Inspired by the Oscar-nominated movie, Three Billboards Outside Ebbing, Missouri, one woman in New York, who was sexually abused by a teacher in the 1990s at the Emma Willard School in Troy, purchased three billboards in three different states to call attention to a New York law that protects sexual predators more than children, the New York Times reports.
Although many New York residents are actually in favor of changing the law, with attempts to do so having been made for at least the last 10 years, the bill has once again died in the state senate, the local NBC News affiliate reported. The bill, known as the Child Victims Act, would have given child sex abuse victims more time to file criminal charges and civil lawsuits by a wide margin: 28 years old for pressing criminal charges, 50 years old to sue.

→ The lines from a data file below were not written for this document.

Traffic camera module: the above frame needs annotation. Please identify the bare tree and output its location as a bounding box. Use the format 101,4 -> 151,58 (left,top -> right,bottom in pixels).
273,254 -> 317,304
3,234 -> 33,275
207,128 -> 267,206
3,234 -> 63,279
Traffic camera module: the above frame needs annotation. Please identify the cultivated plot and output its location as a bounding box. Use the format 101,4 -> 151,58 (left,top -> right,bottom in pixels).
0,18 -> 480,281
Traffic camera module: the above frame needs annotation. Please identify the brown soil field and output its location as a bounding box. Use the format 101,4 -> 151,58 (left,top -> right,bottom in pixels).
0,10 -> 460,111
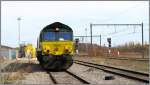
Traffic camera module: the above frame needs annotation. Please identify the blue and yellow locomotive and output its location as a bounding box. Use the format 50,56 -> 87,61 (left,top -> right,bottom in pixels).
37,22 -> 74,70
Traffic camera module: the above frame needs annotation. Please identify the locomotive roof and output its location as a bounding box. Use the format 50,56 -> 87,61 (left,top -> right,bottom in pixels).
42,22 -> 72,32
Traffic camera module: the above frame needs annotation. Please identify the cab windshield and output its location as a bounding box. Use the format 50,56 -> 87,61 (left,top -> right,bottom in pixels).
43,32 -> 72,41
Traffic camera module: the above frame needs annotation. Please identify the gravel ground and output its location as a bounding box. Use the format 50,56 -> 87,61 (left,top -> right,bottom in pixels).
74,56 -> 149,73
69,64 -> 148,84
51,72 -> 82,84
1,57 -> 148,84
16,72 -> 53,84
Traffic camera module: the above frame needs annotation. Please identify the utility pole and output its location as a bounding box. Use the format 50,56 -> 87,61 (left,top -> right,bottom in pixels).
99,34 -> 102,47
90,24 -> 93,46
17,17 -> 21,46
142,22 -> 144,58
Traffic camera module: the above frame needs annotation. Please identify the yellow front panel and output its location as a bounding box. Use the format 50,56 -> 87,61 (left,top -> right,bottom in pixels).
40,41 -> 74,55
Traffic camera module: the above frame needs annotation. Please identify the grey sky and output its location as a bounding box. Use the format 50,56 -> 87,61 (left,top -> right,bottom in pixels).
1,1 -> 149,47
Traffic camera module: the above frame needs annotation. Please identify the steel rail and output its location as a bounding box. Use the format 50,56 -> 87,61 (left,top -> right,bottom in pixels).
74,60 -> 149,83
47,70 -> 90,84
65,70 -> 90,84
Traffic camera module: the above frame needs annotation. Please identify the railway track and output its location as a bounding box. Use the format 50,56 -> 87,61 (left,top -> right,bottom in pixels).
47,71 -> 90,84
74,60 -> 149,83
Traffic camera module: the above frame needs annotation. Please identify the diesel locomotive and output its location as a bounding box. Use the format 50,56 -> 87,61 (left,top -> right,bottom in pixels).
36,22 -> 74,71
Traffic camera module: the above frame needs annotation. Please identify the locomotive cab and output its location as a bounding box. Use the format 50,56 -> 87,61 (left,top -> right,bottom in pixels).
37,22 -> 74,70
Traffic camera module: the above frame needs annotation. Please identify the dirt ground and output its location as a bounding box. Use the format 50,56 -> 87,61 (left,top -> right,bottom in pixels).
74,56 -> 149,73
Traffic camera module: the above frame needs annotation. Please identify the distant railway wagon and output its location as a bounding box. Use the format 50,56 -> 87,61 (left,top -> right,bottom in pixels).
37,22 -> 74,71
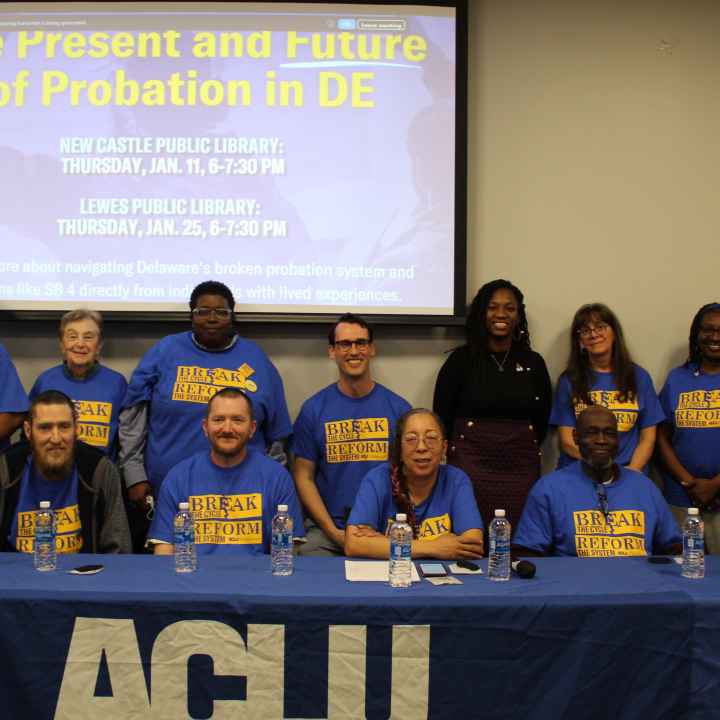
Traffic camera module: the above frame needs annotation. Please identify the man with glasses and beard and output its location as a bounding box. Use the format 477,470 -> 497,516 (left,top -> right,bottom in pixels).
513,405 -> 682,558
291,313 -> 410,555
0,390 -> 130,553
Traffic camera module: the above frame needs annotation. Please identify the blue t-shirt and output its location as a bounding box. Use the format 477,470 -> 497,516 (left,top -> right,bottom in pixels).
292,383 -> 410,529
513,460 -> 682,558
148,449 -> 305,555
123,332 -> 292,489
660,365 -> 720,507
348,463 -> 483,540
550,365 -> 665,469
0,345 -> 29,451
8,456 -> 83,553
30,365 -> 127,458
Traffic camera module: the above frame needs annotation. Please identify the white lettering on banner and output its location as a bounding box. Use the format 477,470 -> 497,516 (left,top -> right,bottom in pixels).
390,625 -> 430,720
328,625 -> 430,720
54,617 -> 151,720
54,617 -> 430,720
151,620 -> 285,720
328,625 -> 367,720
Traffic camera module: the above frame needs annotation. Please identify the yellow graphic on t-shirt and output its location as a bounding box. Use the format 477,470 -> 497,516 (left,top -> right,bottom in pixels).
188,493 -> 263,545
574,390 -> 640,432
172,363 -> 257,404
385,513 -> 452,540
675,390 -> 720,428
15,504 -> 83,553
573,510 -> 647,557
73,400 -> 112,447
325,418 -> 390,463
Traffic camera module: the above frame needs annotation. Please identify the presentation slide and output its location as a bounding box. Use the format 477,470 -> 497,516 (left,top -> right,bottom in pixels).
0,2 -> 464,316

Under current New York law, survivors of child sex abuse only have until they’re about 23 years old to file criminal charges, a statute of limitations that is far more restrictive than much of the nation. According to the National Conference of State Legislatures, child sex abuse victims in Maryland have until seven years after the victim attains the age of majority, or about age 25, to file a criminal complaint against their abuser. In Illinois, the law was amended in 2003 to provide that “an action for damages for personal injury based on childhood sexual abuse must be commenced within 10 years of the date the victim discovers that the act of childhood sexual abuse occurred and that the injury was caused by the childhood sexual abuse.”
Though the name of Kat Sullivan’s abuser has been redacted from her website, on the advice of attorneys at the ad agency she used for the three billboards, the Times reported that one Scott Sargent was fired by the Emma Willard School for sexually abusing a student, and that Ms Sullivan says that student was her. Even after that incident, however, Mr Sargent was allowed to teach at other schools, given letters of recommendation from Emma Willard.
The digital billboards have been put up near New York’s capital of Albany, which is also near Emma Willard; near another school at which her abuser had taught, in Connecticut; and near Interstate-90 in Springfield, Massachusetts, the current home of her abuser.
She has no legal recourse, because the abuse happened more than 20 years ago, but she says on her website that she had the luxury of not signing a nondisclosure agreement, which could have barred her from talking about the abuse for life in exchange for a cash settlement. “No more private settlements with accompanying nondisclosure agreements,” she calls for. “Society needs to see where the dangers lurk in wait for the next child, and we need to know they can no longer harm anyone else. We need to know because we need to prevent more sexual assaults.”